Until now, scientists knew very little about the way the animal saw the world.
The eyes from KI, however, were preserved in great detail.
UniSA Associate Professor Jim Jago said each eye was made up of more than 16,000 individual lenses.
"The animal obviously had very good eyesight," he said.
"Given that it was a predator, it must have been a pretty formidable sort of character.
"It would have been a huge advantage for this animal to have decent eyes.
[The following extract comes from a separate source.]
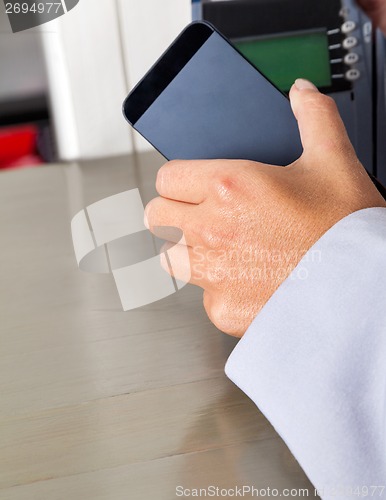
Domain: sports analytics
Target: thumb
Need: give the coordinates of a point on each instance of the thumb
(321, 128)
If you're hunting something, you would want to see what you're hunting."
The fossil record suggests this type of vision evolved before other animals - their prey - developed the armour-like defence of a hard exoskeleton, or legs for running away.
In the prestigious journal Nature today, the team argues sophisticated predators with acute vision, such as Anomalocaris, "placed considerable selective pressures on prey that would have influenced the 'arms race' that began during this important phase in early animal evolution".
The discovery is the latest in a long line of fabulous fossil finds from Emu Bay.
In 1952, Reg Sprigg first discovered fossils in the shale near the Emu Bay jetty in the Geological Survey of South Australia regional mapping program.
Since then, more than 50 species have been found, many of them new to science.
"We'll find other material, although clearly the more you hunt, you're going to find new stuff at a decreasing rate," Associate Professor Jago said.
"You'd hope after half a dozen trips you'd have a lot of it, but every trip we've been so far we've found something new."